Advertised in period as .....
""The most elegant motorcar in the world,"" the Mercedes-Benz 300d was regarded as the pinnacle of achievement in the art of manufacturing automobiles. The only support for the roof was provided by slender pillars of substantial strength (front and rear), and the four large windows lower completely out of sight, allowing an unprecedented panorama, and bestowing the 300d with a distinctive, regal appearance unmatched at that time by few, if any, other cars on the road.
The Mercedes 300d was a lengthened version of the earlier 300 models, and it was designed to be an executive's limousine that would compete head-to-head with the Rolls-Royce Silver Cloud. The prestige vehicle received a slightly detuned version of the same engine that Mercedes installed in its 300SL sports car models. Earlier 300 models had come to be known as ""Adenauer"", for the West German Chancellor who favored them as official transportation, and that prestigious nickname also carried over to the immense successor. The 300d was unparalleled in its time for comfort, as it had a vast interior that was swathed in a ship's worth of hardwood and a herd of thick leather hides, with enough legroom for even the tallest passenger to achieve comfort.
From its introduction in 1951 through 1954, the car was referred to simply as the 300. Comprehensive improvements resulted in the 300b for 1954/1955, followed by the 300c for 1955/1957. By 1958, however, a virtually brand new 300 emerged, the 300d. A completely new body was designed featuring a four-inch longer wheelbase for improved ride and increased rear legroom. Styling remained conservative, but subtle details brought the design up to date.
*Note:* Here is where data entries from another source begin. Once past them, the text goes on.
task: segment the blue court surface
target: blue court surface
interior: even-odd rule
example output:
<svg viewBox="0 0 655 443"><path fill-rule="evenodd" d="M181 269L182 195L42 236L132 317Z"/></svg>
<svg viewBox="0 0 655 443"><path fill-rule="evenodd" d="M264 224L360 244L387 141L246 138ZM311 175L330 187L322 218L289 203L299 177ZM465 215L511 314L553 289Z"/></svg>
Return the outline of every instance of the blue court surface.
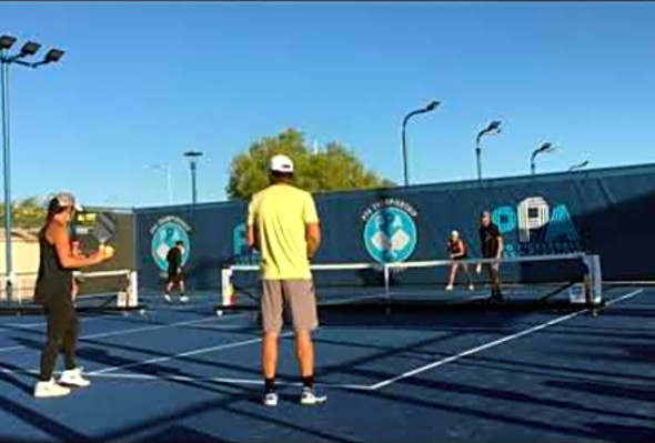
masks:
<svg viewBox="0 0 655 443"><path fill-rule="evenodd" d="M253 312L216 299L82 314L90 387L36 400L43 318L0 318L0 440L653 442L655 288L613 286L588 312L326 312L322 406L299 404L290 332L281 401L261 404ZM60 362L61 364L61 362Z"/></svg>

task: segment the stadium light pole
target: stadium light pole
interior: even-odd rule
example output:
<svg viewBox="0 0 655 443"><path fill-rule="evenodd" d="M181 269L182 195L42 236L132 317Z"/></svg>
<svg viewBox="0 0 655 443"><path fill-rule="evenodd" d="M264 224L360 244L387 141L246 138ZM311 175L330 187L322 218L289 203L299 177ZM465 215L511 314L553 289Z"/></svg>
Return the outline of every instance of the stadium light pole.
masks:
<svg viewBox="0 0 655 443"><path fill-rule="evenodd" d="M169 194L169 204L173 204L173 187L171 184L171 167L169 164L149 164L147 169L163 172L167 180L167 193Z"/></svg>
<svg viewBox="0 0 655 443"><path fill-rule="evenodd" d="M195 171L198 169L198 159L202 157L200 151L187 151L184 157L189 159L189 167L191 168L191 203L198 202L198 189L195 187Z"/></svg>
<svg viewBox="0 0 655 443"><path fill-rule="evenodd" d="M407 125L407 121L414 115L433 111L440 104L441 104L441 102L439 102L439 101L432 101L425 108L412 111L409 114L406 114L405 118L403 119L402 147L401 148L402 148L402 159L403 159L403 181L404 181L405 187L410 185L410 175L407 173L407 140L405 137L405 127Z"/></svg>
<svg viewBox="0 0 655 443"><path fill-rule="evenodd" d="M480 131L477 133L477 137L475 138L475 160L477 162L477 181L482 181L482 149L480 148L480 140L484 137L484 135L495 135L501 133L501 122L497 120L492 121L491 123L488 123L488 127L486 127L485 129L483 129L482 131Z"/></svg>
<svg viewBox="0 0 655 443"><path fill-rule="evenodd" d="M583 169L583 168L585 168L587 164L590 164L590 161L588 161L588 160L585 160L585 161L583 161L582 163L578 163L578 164L574 164L574 165L572 165L571 168L568 168L568 172L573 172L573 171L575 171L576 169Z"/></svg>
<svg viewBox="0 0 655 443"><path fill-rule="evenodd" d="M26 68L39 68L43 64L58 62L63 57L60 49L50 49L43 59L37 62L26 61L28 57L36 56L41 44L36 41L27 41L21 49L11 54L9 51L16 43L12 36L0 37L0 92L2 95L2 152L4 169L4 248L7 266L7 300L11 301L13 284L13 265L11 251L11 163L10 163L10 131L9 131L9 66L20 64Z"/></svg>
<svg viewBox="0 0 655 443"><path fill-rule="evenodd" d="M555 151L555 147L553 145L553 143L544 143L532 152L532 155L530 157L530 171L532 172L533 175L536 173L536 167L534 163L534 159L538 154L553 152L553 151Z"/></svg>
The chassis adhered to current Mercedes-Benz practice, including the swing-arm rear axle design. Although providing the benefits of an independent rear suspension, loading changes altered rear wheel camber, an awkward-looking, if not unsafe, condition. The solution, introduced on the 300d, was a unique self-leveling device, consisting of electric motors actuating jackscrews that moved an extra pair of torsion bars. Unlike later systems, the 300d's leveling system was driver controllable.
The new, longer hood gave the car a more graceful look, while providing room for an updated version of Mercedes-Benz's 3-liter SOHC six-cylinder engine. Equipped with Bosch mechanical fuel injection, horsepower was increased to 180 horsepower. All U.S. delivered cars were fitted with a Borg Warner three-speed automatic transmission. Larger brake drums and a new brake booster increased the power assist, resulting in much improved stopping distances. With power steering now standard, the 300d offered a much better driving experience.
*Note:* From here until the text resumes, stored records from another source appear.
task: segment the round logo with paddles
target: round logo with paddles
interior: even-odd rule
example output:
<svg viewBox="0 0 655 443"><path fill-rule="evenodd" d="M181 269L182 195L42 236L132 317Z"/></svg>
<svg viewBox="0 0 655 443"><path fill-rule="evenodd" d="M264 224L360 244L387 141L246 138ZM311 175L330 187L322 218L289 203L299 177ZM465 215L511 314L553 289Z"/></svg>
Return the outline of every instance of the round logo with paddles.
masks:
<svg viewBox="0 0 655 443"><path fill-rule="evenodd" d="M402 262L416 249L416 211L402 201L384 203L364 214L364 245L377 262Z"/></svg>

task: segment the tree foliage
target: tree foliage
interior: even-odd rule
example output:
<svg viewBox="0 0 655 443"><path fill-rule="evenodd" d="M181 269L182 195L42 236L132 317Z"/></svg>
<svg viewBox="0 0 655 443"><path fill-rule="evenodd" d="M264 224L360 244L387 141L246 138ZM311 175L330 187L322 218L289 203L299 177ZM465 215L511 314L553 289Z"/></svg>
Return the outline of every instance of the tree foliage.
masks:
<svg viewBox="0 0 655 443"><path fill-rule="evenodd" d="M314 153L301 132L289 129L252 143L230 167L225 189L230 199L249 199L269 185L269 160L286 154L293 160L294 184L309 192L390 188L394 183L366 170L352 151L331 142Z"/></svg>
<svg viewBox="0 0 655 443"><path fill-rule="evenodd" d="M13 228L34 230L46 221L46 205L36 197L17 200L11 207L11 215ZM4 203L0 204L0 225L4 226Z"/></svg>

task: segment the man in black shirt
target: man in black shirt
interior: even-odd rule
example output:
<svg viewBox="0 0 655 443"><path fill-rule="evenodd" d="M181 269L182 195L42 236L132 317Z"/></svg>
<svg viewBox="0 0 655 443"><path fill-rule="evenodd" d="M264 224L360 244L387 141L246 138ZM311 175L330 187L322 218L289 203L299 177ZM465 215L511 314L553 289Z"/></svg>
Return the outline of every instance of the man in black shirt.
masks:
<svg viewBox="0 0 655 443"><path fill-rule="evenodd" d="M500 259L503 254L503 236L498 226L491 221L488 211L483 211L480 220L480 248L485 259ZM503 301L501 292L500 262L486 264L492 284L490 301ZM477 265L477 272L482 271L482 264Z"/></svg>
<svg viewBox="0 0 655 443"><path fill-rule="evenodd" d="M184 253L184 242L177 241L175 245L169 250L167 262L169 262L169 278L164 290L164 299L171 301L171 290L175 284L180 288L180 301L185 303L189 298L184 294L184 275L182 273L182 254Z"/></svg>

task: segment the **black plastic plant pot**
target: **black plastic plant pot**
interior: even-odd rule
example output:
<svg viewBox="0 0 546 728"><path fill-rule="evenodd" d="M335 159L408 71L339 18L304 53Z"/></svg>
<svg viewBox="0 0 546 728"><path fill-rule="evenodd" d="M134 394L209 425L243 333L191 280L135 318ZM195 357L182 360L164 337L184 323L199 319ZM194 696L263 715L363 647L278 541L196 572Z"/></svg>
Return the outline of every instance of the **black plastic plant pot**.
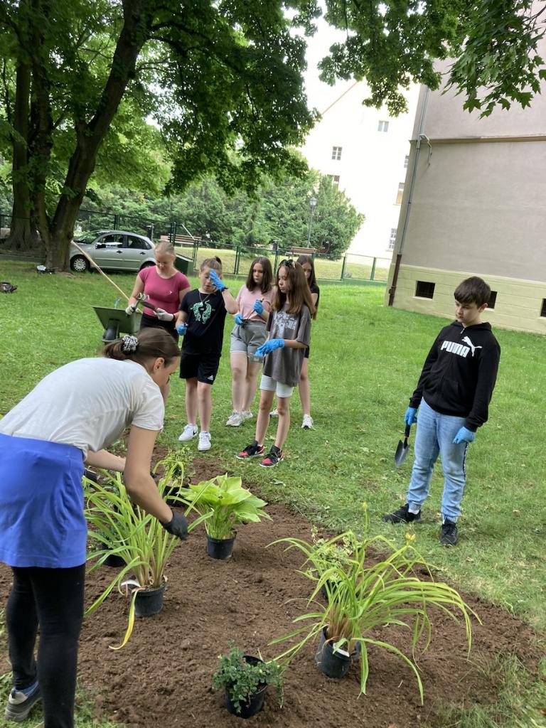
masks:
<svg viewBox="0 0 546 728"><path fill-rule="evenodd" d="M247 662L249 662L250 665L258 665L258 662L262 662L259 657L254 657L250 654L243 655L242 659ZM227 688L226 688L224 692L224 703L226 708L228 710L228 713L231 713L233 716L237 716L239 718L251 718L252 716L255 716L256 713L259 713L264 707L264 700L266 697L266 690L267 689L267 685L266 683L261 684L261 687L258 690L248 697L246 703L239 703L240 707L240 713L237 713L235 709L235 705L232 701L229 691Z"/></svg>
<svg viewBox="0 0 546 728"><path fill-rule="evenodd" d="M207 534L207 553L211 558L219 558L225 561L232 555L234 540L234 534L230 539L213 539Z"/></svg>
<svg viewBox="0 0 546 728"><path fill-rule="evenodd" d="M111 569L121 569L125 566L125 561L116 553L109 553L103 562L103 566L110 566Z"/></svg>
<svg viewBox="0 0 546 728"><path fill-rule="evenodd" d="M165 584L156 589L143 589L135 598L135 616L152 617L163 609Z"/></svg>
<svg viewBox="0 0 546 728"><path fill-rule="evenodd" d="M318 668L329 678L342 678L349 672L351 664L360 656L357 644L355 652L349 654L344 649L334 652L333 641L326 639L326 628L320 633L320 642L314 655L314 662Z"/></svg>

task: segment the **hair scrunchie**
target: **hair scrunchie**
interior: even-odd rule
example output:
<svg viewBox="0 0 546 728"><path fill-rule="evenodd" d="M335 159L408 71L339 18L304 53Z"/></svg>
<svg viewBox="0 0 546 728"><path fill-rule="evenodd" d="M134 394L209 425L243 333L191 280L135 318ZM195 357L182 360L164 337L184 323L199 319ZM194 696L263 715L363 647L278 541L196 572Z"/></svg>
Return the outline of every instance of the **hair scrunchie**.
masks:
<svg viewBox="0 0 546 728"><path fill-rule="evenodd" d="M126 334L123 339L122 339L122 351L124 354L132 354L133 352L137 350L138 346L138 339L136 336Z"/></svg>

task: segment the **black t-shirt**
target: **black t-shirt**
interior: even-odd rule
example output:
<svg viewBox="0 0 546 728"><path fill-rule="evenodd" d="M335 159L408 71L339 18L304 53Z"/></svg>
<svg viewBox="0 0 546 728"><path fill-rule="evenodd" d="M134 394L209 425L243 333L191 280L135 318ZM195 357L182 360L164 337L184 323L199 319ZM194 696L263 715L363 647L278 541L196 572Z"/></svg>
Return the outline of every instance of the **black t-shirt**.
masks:
<svg viewBox="0 0 546 728"><path fill-rule="evenodd" d="M221 356L226 306L223 296L190 290L182 299L180 310L188 314L188 331L182 342L186 354L217 354Z"/></svg>

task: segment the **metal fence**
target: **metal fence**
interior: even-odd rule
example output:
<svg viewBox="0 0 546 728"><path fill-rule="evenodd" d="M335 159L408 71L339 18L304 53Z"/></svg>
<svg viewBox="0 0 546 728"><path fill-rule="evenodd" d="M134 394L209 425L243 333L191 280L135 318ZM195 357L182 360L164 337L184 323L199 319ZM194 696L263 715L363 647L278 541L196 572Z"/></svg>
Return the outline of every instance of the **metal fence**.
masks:
<svg viewBox="0 0 546 728"><path fill-rule="evenodd" d="M0 211L0 237L5 237L9 233L12 222L11 214ZM76 232L84 230L114 229L130 230L134 232L148 234L150 237L159 240L161 237L168 236L171 240L175 240L179 234L185 237L192 238L193 236L185 226L180 223L165 220L150 220L149 218L126 215L109 211L98 212L96 210L82 208L77 221ZM1 246L0 245L0 249ZM193 242L184 242L175 245L178 252L190 258L194 267L197 269L206 258L218 256L222 261L223 272L228 275L246 277L253 260L258 256L265 256L269 258L276 270L283 258L297 258L303 248L296 250L290 245L279 242L278 246L269 247L243 247L234 245L218 248L214 245L211 240L194 239ZM296 252L297 251L297 252ZM36 250L21 250L17 251L21 255L25 253L35 253ZM342 258L336 261L329 260L309 250L309 254L314 263L317 278L323 281L344 282L377 282L384 283L387 281L389 258L379 258L370 256L361 256L353 253L347 253Z"/></svg>

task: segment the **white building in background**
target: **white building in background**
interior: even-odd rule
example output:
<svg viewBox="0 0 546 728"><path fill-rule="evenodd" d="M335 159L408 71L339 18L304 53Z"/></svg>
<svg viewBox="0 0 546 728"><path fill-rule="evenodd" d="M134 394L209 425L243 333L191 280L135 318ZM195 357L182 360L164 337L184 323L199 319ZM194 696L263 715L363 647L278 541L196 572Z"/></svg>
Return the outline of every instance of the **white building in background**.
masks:
<svg viewBox="0 0 546 728"><path fill-rule="evenodd" d="M395 247L400 203L410 154L419 87L408 93L407 114L389 116L387 109L363 106L365 84L345 90L325 87L319 111L322 119L301 151L309 167L328 175L345 192L365 221L349 252L390 258ZM328 96L330 98L328 98Z"/></svg>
From the outset, the new 300 was intended to cater to the needs of the American market. The car's outstanding quality was matched only by its breathtaking price " costing as much as three Cadillacs. The high price ensured exclusivity, and early customers ranged from renowned architect Frank Lloyd Wright to actor Yul Brynner. The cars were also the choice of distinction for royalty, captains of industry and heads of state, including the Shah of Iran and West German Chancellor Konrad Adenauer, in whose honor the car would come to be referred to as simply ""an Adenauer.""
This 300d fairly demands to be taken to the road, where it will continue to offer beyond-reproach comfort and elegance to its passengers. There are few cars of this era that offer luxury in such grand fashion, whether travelling with the family or arriving for the opening of Parliament. With only 3,077 similar cars produced through March 1962, the exclusiveness is all the more apparent.